Most people don’t have the guts to start a business. The simple fact that you’re courageous enough to do so says a lot about who you are at an identity level. But before you get too deep into the process, make sure you have a correct view of how to proceed.

The 5 Big Mistakes You Don’t Have to Make

Building a business is not as glamorous as they make it out to be in Hollywood flicks and glossy magazine center spreads. It’s difficult, gritty work that will make you think “What am I even doing?” on more than one occasion. But it can also be highly rewarding. The key is to fight through the difficult beginning and middle parts so that you can eventually enjoy the fruits of your labor. And part of “fighting through” is avoiding the costly mistakes that often sink businesses before they ever get the chance to set sail.

As you look forward to starting and growing your business, here are some major mistakes you’ll want/need to avoid:

1. Bad Idea

You can have the cleverest marketing strategy, the trendiest little logo, and support from the world’s top social media influencers and celebrities. But if you have a bad idea, the whole business will crumble faster than a sandcastle at high tide.
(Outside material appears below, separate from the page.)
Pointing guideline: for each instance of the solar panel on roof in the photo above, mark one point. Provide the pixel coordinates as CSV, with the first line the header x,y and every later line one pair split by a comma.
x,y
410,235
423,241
Businesses aren’t made of logos and slogans. The best businesses have exceptional ideas that are brought to life in unique and compelling products that add value to the customer’s life. To put it another way: You can have terrible marketing and overcome it with a great product. But even the best marketing will never make a terrible idea good. It all starts with the idea – plain and simple.

2. No Market Research

Unfortunately, this mistake is becoming increasingly common. More and more entrepreneurs are attempting to start businesses without doing any market research. They see a shiny object and they run with it. Unfortunately, they don’t know if their customers actually want or need the shiny object.

Thorough market research is an absolute must. It should be conducted at every stage of the process.

  • Got an idea? Conduct market research.
  • Have a sample of a new product? Conduct market research.
  • Planning a new marketing campaign? Conduct market research.

There’s no better source than the people who will be making buying decisions about your products when they hit the “shelves.” Why not check their pulse throughout the process?

3. No Business Plan

It might sound super old school, but business plans are still very important. Avoid writing one at your own risk.

The best time to write a business plan is after conducting thorough research on the front end. This written “roadmap” will show you the steps to starting a business by addressing issues and questions like:

  • What needs are you addressing?
  • What makes your business unique?
  • Who is your target audience?
  • How will the business be monetized?
  • How will you promote your business?
  • What resources do you need to get started?

Writing a business plan takes time but be as thorough as you possibly can. Every bit of time and energy you put into crafting a business plan on the front end will yield copious amounts of clarity and value when it comes time to execute. Put in the hard work now so that you can enjoy the benefits tomorrow.

4. Stubbornness

We all have a tendency to fall in love with our ideas. But what happens when our market research tells us that the customer wants something else? Stubbornness to change could be a costly mistake.

The most successful entrepreneurs are the ones who aren’t afraid to pivot and change course. They’re less worried about being right than they are about developing products and services that add value to the customer.

5. Trying to Do it All on Your Own

When your business is your baby, it’s easy to feel like you’re the only one capable of nurturing it. But don’t let your intimate knowledge of your business make you so shortsighted as to try to do everything on your own. Time is not scalable and expertise can’t be generated out of thin air. You might know your business, but there comes a time when the smartest thing you can do is get some help. A failure to do so will lead to costly mistakes (and could eventually cause total burnout).

Set Yourself Up for Success

There are no shortcuts to starting a successful business. People will try to sell you on quick hacks and workarounds, but the reality is that there’s no replacement for hard, work, discipline, and experience. Having said all of that, you can dramatically improve your chances of being successful by avoiding the aforementioned mistakes.